Menacée de fermeture, La Quinzaine littéraire lance un appel à soutien

Julien Helmlinger - 06.05.2013

Edition - International - Quinzaine littéraire - Appel à soutien - Presse indépendante


Situation d'urgence. La Quinzaine littéraire, un des rares organes de presse encore indépendants en France, connait un mois de mai décisif, suite à de graves difficultés de financement, et la publication pourrait alors être suspendue dès la fin du mois, alerte Oeuvresouvertes. Dans les colonnes du numéro du 16 mai prochain, la rédaction devrait donner plus d'informations quant au mode de sauvetage. En attendant, elle encourage son lectorat à acquérir le numéro du 1er mai, et à faire passer le message à leurs proches. 

 

 

 

 

La chute des ventes en kiosques a déjà conduit La Quinzaine à augmenter le prix de vente de leurs numéros, passé de 3,80 à 4,50 euros. Dans un futur proche, le prix des abonnements papier destinés aux lecteurs étrangers pourrait lui aussi être revu à la hausse.

 

Parmi les raisons de ces difficultés, l'augmentation des tarifs postaux est pointée. Et malgré ces premières mesures de hausse tarifaire, la publication n'est pas hors de danger. Le journal a besoin de redresser sa diffusion, étendre son lectorat, et évoque la nécessité d'étoffer ses forces vives.

 

Contacté par ActuaLitté, Benoit Laureau explique : « La situation est à l'urgence : le plus compliqué, ce seront les deux ou trois mois à venir, et les échéances sont courtes. Pour l'instant, on exploite plusieurs filons en plein déploiement, et rien n'est encore fixé. À long terme, on souhaite développer le numérique par la valorisation des archives. » Et notamment la commercialisation du magazine par ce biais, une idée dans l'air du temps depuis longtemps déjà. 

 

Ajoutant : « À court terme on songe à la constitution d'une société collaborative avec les lecteurs, sur le principe de Médiapart, mais aussi à plus de communication. On ne souhaite pas faire appel à des investisseurs extérieurs, mais conserver notre indépendance.
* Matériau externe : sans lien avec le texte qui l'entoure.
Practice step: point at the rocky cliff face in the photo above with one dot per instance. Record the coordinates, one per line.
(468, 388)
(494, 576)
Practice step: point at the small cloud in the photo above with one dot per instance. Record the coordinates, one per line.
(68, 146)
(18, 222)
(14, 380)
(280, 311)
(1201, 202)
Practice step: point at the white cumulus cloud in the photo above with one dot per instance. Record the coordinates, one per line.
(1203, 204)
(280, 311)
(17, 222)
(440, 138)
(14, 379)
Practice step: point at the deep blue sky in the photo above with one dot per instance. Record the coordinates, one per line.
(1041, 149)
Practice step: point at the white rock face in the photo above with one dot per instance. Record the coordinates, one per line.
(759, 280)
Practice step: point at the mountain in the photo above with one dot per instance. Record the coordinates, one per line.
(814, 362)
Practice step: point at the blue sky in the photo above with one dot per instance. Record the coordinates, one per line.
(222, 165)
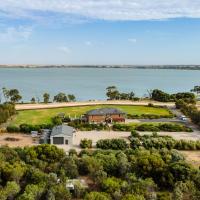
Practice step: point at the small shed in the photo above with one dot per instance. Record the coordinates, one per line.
(62, 135)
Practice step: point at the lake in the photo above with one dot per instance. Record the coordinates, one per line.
(90, 83)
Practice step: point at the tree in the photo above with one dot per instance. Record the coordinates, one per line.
(14, 95)
(196, 89)
(97, 196)
(5, 93)
(46, 97)
(86, 144)
(133, 197)
(112, 93)
(71, 97)
(33, 100)
(60, 97)
(159, 95)
(10, 190)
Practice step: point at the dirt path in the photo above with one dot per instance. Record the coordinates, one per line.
(87, 103)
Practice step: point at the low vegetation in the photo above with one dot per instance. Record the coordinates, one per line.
(40, 172)
(153, 141)
(6, 111)
(159, 95)
(190, 110)
(43, 116)
(165, 127)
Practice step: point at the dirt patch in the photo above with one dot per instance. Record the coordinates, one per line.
(18, 140)
(193, 157)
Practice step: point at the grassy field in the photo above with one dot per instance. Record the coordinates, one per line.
(45, 115)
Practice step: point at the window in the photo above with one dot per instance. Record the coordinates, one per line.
(58, 140)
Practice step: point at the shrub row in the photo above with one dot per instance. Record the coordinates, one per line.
(87, 126)
(27, 128)
(6, 111)
(166, 127)
(149, 116)
(190, 110)
(159, 142)
(114, 144)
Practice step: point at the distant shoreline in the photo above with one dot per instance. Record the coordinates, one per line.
(175, 67)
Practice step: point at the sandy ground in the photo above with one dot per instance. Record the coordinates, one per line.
(193, 157)
(24, 140)
(86, 103)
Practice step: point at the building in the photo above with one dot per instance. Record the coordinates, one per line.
(62, 135)
(107, 115)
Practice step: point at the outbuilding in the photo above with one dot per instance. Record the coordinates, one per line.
(108, 115)
(62, 135)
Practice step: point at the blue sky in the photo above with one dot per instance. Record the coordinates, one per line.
(99, 32)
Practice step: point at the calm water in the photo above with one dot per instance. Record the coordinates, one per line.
(91, 83)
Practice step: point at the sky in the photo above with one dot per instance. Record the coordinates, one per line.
(88, 32)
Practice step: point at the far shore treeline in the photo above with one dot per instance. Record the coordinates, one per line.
(112, 93)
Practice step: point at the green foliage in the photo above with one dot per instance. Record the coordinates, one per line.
(60, 97)
(159, 95)
(86, 144)
(6, 111)
(46, 97)
(159, 142)
(115, 144)
(97, 196)
(9, 191)
(13, 129)
(87, 126)
(196, 89)
(189, 110)
(40, 172)
(133, 197)
(56, 120)
(152, 127)
(11, 95)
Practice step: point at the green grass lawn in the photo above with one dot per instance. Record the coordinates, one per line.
(45, 115)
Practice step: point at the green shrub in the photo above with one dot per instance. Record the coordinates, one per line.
(114, 144)
(86, 144)
(13, 129)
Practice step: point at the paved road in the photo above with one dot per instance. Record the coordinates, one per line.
(86, 103)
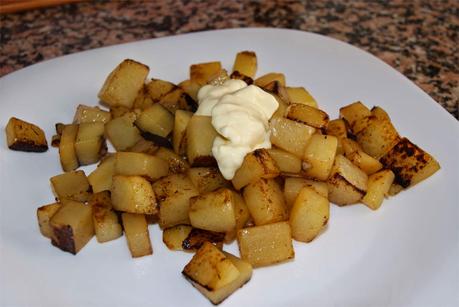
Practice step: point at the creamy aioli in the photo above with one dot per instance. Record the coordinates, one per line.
(240, 115)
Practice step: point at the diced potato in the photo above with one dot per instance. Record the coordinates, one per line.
(174, 236)
(207, 179)
(123, 84)
(67, 153)
(354, 112)
(204, 72)
(210, 268)
(219, 295)
(177, 164)
(378, 186)
(265, 201)
(177, 99)
(257, 164)
(270, 77)
(290, 136)
(72, 226)
(157, 88)
(156, 120)
(191, 88)
(90, 142)
(365, 162)
(301, 96)
(319, 155)
(44, 215)
(246, 63)
(197, 237)
(267, 244)
(200, 136)
(140, 164)
(101, 178)
(122, 132)
(24, 136)
(182, 118)
(378, 137)
(347, 183)
(293, 186)
(106, 223)
(409, 163)
(137, 235)
(133, 194)
(173, 193)
(309, 215)
(71, 186)
(86, 114)
(213, 211)
(287, 162)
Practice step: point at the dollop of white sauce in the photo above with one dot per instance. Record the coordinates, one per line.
(240, 115)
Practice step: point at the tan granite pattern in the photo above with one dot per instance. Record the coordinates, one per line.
(418, 38)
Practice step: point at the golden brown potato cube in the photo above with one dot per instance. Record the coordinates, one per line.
(210, 268)
(319, 155)
(409, 163)
(287, 162)
(378, 186)
(266, 245)
(257, 164)
(293, 186)
(173, 237)
(365, 162)
(378, 137)
(133, 194)
(265, 201)
(86, 114)
(309, 215)
(177, 164)
(354, 112)
(156, 120)
(191, 88)
(177, 99)
(182, 118)
(200, 136)
(137, 235)
(24, 136)
(290, 136)
(67, 153)
(300, 95)
(140, 164)
(157, 88)
(270, 77)
(308, 115)
(219, 295)
(101, 178)
(246, 63)
(44, 215)
(207, 179)
(197, 237)
(72, 226)
(347, 183)
(90, 142)
(124, 83)
(173, 193)
(122, 132)
(204, 72)
(213, 211)
(72, 186)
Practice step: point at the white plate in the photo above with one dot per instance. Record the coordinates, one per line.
(406, 253)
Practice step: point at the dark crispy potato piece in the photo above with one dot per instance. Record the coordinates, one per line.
(24, 136)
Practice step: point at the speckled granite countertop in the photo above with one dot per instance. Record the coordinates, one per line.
(418, 38)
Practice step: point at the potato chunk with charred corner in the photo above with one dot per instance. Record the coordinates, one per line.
(24, 136)
(72, 226)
Il s'agit de donner un signe fort. »

 

Pour parvenir à cet objectif, un investissement de 80.000 euros est nécessaire pour l'année 2013. Des fonds que le journal entend rassembler dans la mesure ou ses abonnés et lecteurs concourent à cette mobilisation. Comme solution évoquée : le projet de réunir dans une société des amis et des lecteurs de la Quinzaine littéraire, les contributeurs à la sauvegarde financière du journal.

 

Une société participative, sur ce principe, leur permettrait d'entrer dans le capital de la société éditrice du journal qui, de ce fait, deviendrait la propriété de ses lecteurs, nous précise Benoit Laureau. Et en outre, une société des rédacteurs du journal pourrait voir le jour. 

 

La Quinzaine a besoin d'aide. Des détails sur l'organisation de ce sauvetage seront présentés d'ici la parution du numéro 1084, en kiosques le 16 mai prochain.